Best of arXiv.org for AI, Machine Learning, and Deep Learning – April 2020

Print Friendly, PDF & Email

In this recurring monthly feature, we filter recent research papers appearing on the arXiv.org preprint server for compelling subjects relating to AI, machine learning and deep learning – from disciplines including statistics, mathematics and computer science – and provide you with a useful “best of” list for the past month. Researchers from all over the world contribute to this repository as a prelude to the peer review process for publication in traditional journals. arXiv contains a veritable treasure trove of statistical learning methods you may use one day in the solution of data science problems. We hope to save you some time by picking out articles that represent the most promise for the typical data scientist. The articles listed below represent a fraction of all articles appearing on the preprint server. They are listed in no particular order with a link to each paper along with a brief overview. Especially relevant articles are marked with a “thumbs up” icon. Consider that these are academic research papers, typically geared toward graduate students, post docs, and seasoned professionals. They generally contain a high degree of mathematics so be prepared. Enjoy!
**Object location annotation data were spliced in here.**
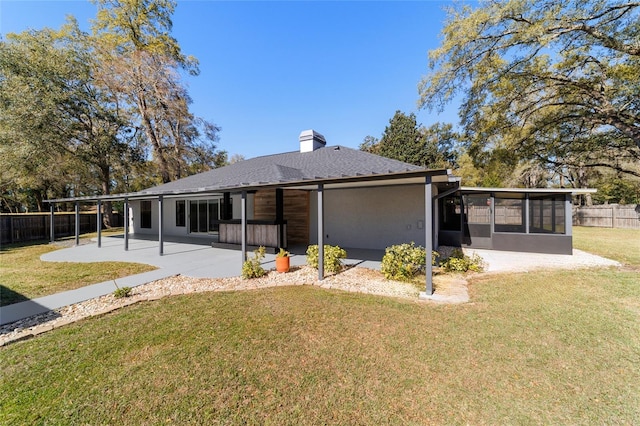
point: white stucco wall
(373, 218)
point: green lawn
(24, 276)
(544, 348)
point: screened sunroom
(527, 220)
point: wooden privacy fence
(608, 216)
(20, 228)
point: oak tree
(556, 82)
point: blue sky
(272, 69)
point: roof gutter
(257, 186)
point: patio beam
(320, 232)
(160, 236)
(77, 220)
(126, 224)
(99, 222)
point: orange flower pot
(282, 264)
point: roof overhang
(337, 182)
(506, 191)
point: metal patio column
(52, 225)
(126, 224)
(243, 225)
(568, 215)
(77, 223)
(99, 223)
(160, 237)
(320, 232)
(428, 234)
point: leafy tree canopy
(403, 139)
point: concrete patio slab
(179, 258)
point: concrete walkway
(192, 260)
(204, 261)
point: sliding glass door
(204, 215)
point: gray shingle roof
(323, 163)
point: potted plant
(282, 261)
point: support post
(160, 236)
(77, 217)
(428, 234)
(99, 223)
(126, 224)
(568, 215)
(320, 232)
(52, 224)
(243, 206)
(227, 211)
(527, 217)
(280, 217)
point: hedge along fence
(608, 216)
(20, 228)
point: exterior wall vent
(310, 140)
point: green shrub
(332, 256)
(121, 292)
(460, 262)
(252, 268)
(404, 261)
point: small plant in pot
(282, 261)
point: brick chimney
(310, 140)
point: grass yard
(622, 245)
(542, 348)
(24, 276)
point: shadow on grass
(9, 297)
(15, 307)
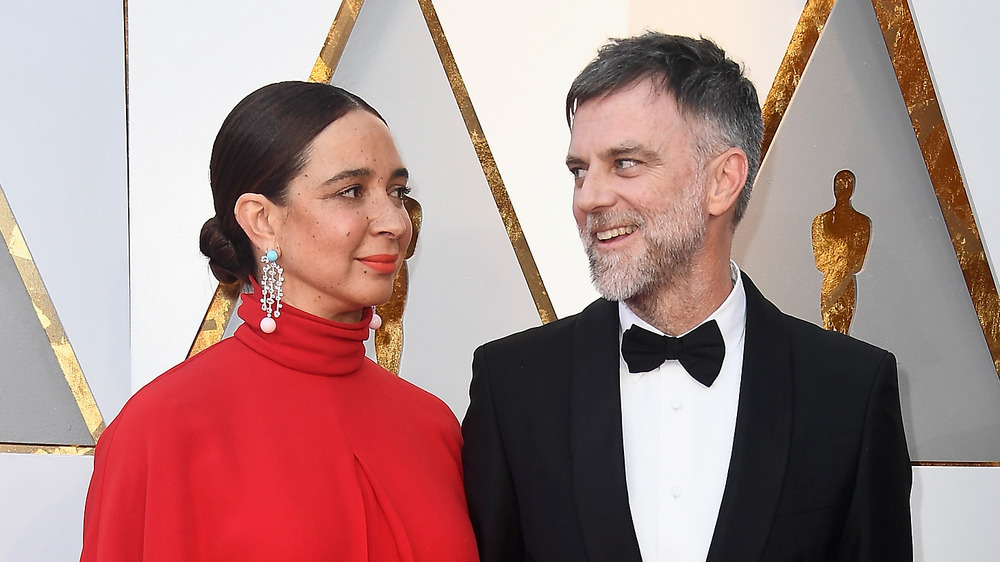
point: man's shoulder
(555, 332)
(810, 339)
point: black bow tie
(700, 351)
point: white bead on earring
(270, 286)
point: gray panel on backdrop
(848, 112)
(36, 404)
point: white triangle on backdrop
(848, 113)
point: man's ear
(727, 175)
(260, 219)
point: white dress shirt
(678, 438)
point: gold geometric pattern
(61, 348)
(223, 302)
(912, 74)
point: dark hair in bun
(262, 145)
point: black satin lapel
(763, 436)
(596, 437)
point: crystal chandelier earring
(270, 285)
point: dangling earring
(270, 286)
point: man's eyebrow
(630, 149)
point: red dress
(283, 446)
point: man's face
(639, 199)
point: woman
(284, 442)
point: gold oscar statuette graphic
(389, 336)
(840, 240)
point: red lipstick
(382, 263)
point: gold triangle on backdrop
(224, 300)
(913, 78)
(61, 349)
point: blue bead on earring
(271, 277)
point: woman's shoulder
(406, 394)
(186, 385)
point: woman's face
(343, 231)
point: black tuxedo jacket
(819, 468)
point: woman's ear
(727, 176)
(260, 219)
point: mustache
(597, 222)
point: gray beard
(671, 239)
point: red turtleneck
(283, 446)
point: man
(756, 436)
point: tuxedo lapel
(596, 437)
(762, 438)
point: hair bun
(222, 255)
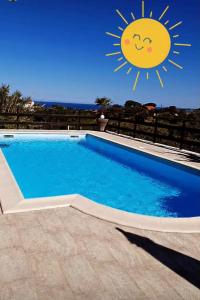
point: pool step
(8, 136)
(4, 145)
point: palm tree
(105, 102)
(4, 97)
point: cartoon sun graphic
(146, 43)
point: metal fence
(158, 130)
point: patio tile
(5, 292)
(64, 245)
(81, 276)
(55, 293)
(98, 250)
(9, 236)
(49, 220)
(23, 220)
(117, 282)
(34, 240)
(46, 270)
(24, 290)
(13, 265)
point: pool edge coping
(12, 201)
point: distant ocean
(78, 106)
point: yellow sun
(146, 43)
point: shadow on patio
(185, 266)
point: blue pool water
(103, 172)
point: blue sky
(55, 50)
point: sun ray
(164, 68)
(113, 35)
(114, 53)
(143, 9)
(129, 71)
(120, 28)
(121, 66)
(175, 36)
(176, 25)
(136, 81)
(160, 79)
(120, 14)
(182, 45)
(133, 16)
(164, 12)
(175, 64)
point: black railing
(158, 130)
(37, 120)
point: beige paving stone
(98, 250)
(46, 270)
(86, 258)
(55, 293)
(118, 282)
(13, 265)
(5, 292)
(64, 245)
(49, 220)
(34, 240)
(23, 220)
(81, 276)
(9, 236)
(4, 219)
(97, 296)
(24, 290)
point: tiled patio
(64, 254)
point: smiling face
(145, 43)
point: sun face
(141, 46)
(146, 44)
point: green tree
(132, 104)
(105, 102)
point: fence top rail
(21, 114)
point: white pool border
(12, 200)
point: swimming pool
(109, 174)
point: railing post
(134, 129)
(119, 123)
(17, 118)
(182, 134)
(155, 130)
(78, 121)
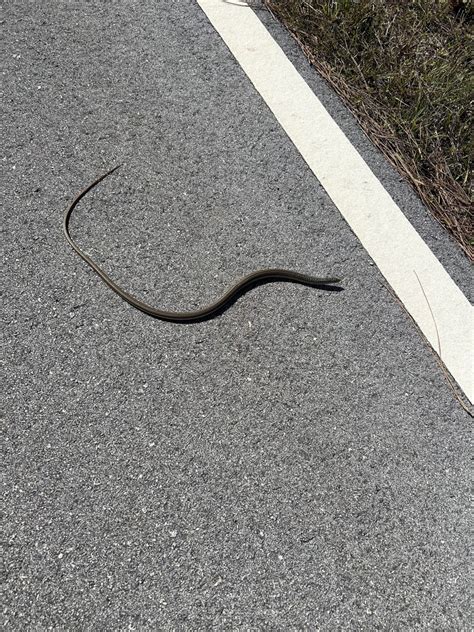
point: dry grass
(404, 67)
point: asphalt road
(297, 463)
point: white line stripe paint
(386, 234)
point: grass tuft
(404, 67)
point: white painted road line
(386, 234)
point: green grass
(404, 67)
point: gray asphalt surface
(298, 462)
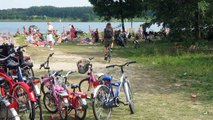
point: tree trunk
(122, 23)
(197, 24)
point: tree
(119, 9)
(188, 18)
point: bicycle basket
(83, 66)
(5, 50)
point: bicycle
(25, 73)
(7, 111)
(89, 83)
(105, 98)
(19, 90)
(45, 80)
(77, 99)
(136, 44)
(108, 55)
(57, 97)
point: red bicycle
(19, 90)
(88, 84)
(77, 100)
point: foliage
(119, 9)
(43, 12)
(178, 63)
(188, 18)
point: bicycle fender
(29, 91)
(96, 89)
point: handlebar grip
(110, 66)
(42, 65)
(58, 72)
(50, 55)
(91, 58)
(132, 62)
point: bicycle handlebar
(46, 62)
(69, 72)
(57, 73)
(125, 64)
(50, 55)
(20, 47)
(5, 58)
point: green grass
(192, 68)
(164, 79)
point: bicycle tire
(80, 108)
(100, 97)
(63, 109)
(84, 84)
(109, 55)
(28, 72)
(7, 113)
(20, 94)
(44, 88)
(51, 101)
(129, 96)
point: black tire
(42, 88)
(98, 104)
(84, 85)
(129, 96)
(26, 108)
(80, 109)
(109, 56)
(28, 72)
(7, 112)
(63, 109)
(49, 100)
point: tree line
(186, 18)
(47, 12)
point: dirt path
(155, 98)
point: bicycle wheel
(49, 103)
(26, 108)
(7, 113)
(80, 108)
(129, 96)
(28, 72)
(84, 85)
(44, 88)
(101, 97)
(109, 55)
(63, 108)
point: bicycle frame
(13, 84)
(57, 90)
(93, 81)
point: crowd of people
(53, 37)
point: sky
(8, 4)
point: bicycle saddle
(106, 78)
(11, 64)
(27, 64)
(73, 86)
(1, 80)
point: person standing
(96, 36)
(108, 38)
(72, 32)
(50, 39)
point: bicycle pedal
(124, 103)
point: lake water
(84, 26)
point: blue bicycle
(105, 98)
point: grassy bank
(190, 66)
(163, 80)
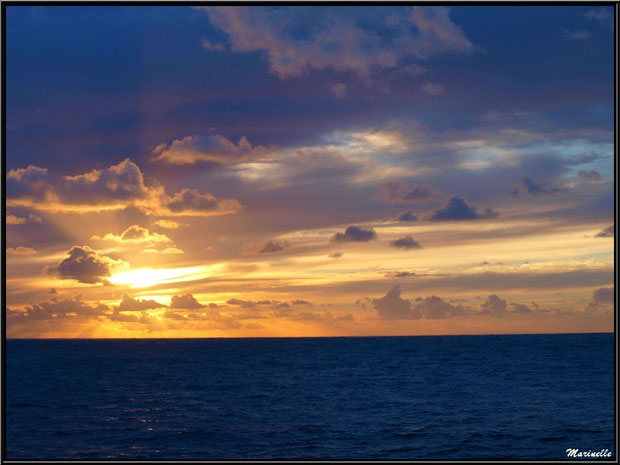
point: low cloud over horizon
(361, 185)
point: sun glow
(147, 277)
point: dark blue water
(458, 397)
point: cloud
(210, 148)
(131, 305)
(327, 317)
(86, 266)
(434, 307)
(117, 187)
(602, 299)
(406, 242)
(401, 192)
(407, 216)
(356, 234)
(165, 251)
(12, 219)
(339, 90)
(212, 46)
(340, 42)
(192, 202)
(273, 246)
(520, 308)
(604, 295)
(57, 309)
(457, 208)
(135, 234)
(167, 224)
(392, 307)
(607, 232)
(400, 274)
(590, 175)
(494, 305)
(534, 188)
(185, 301)
(20, 251)
(431, 88)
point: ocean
(377, 398)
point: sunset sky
(309, 171)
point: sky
(254, 171)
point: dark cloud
(494, 305)
(119, 186)
(392, 307)
(457, 208)
(356, 234)
(534, 188)
(406, 242)
(434, 307)
(212, 148)
(57, 309)
(590, 175)
(400, 274)
(601, 301)
(604, 295)
(131, 305)
(185, 301)
(419, 32)
(520, 308)
(273, 246)
(86, 266)
(582, 159)
(407, 216)
(191, 201)
(402, 192)
(327, 317)
(420, 193)
(607, 232)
CNN Explainer: Learning Convolutional Neural Networks with Interactive Visualization

Deep learning’s great success motivates many practitioners and students to learn about this exciting technology. However, it is often challenging for beginners to take their first step due to the complexity of understanding and applying deep learning. This paper presents CNN Explainer, an interactive visualization tool designed for non-experts to learn and examine convolutional neural networks (CNNs), a foundational deep learning model architecture. The tool addresses key challenges that novices face while learning about CNNs, which are identified from interviews with instructors and a survey with past students. Users can interactively visualize and inspect the data transformation and flow of intermediate results in a CNN. CNN Explainer tightly integrates a model overview that summarizes a CNN’s structure, and on-demand, dynamic visual explanation views that help users understand the underlying components of CNNs. Through smooth transitions across levels of abstraction, the tool enables users to inspect the interplay between low-level operations (e.g., mathematical computations) and high-level outcomes (e.g., class predictions). Developed using modern web technologies, CNN Explainer runs locally in users’ web browsers without the need for installation or specialized hardware, broadening the public’s education access to modern deep learning techniques. The TensorFlow code associated with this paper can be found HERE.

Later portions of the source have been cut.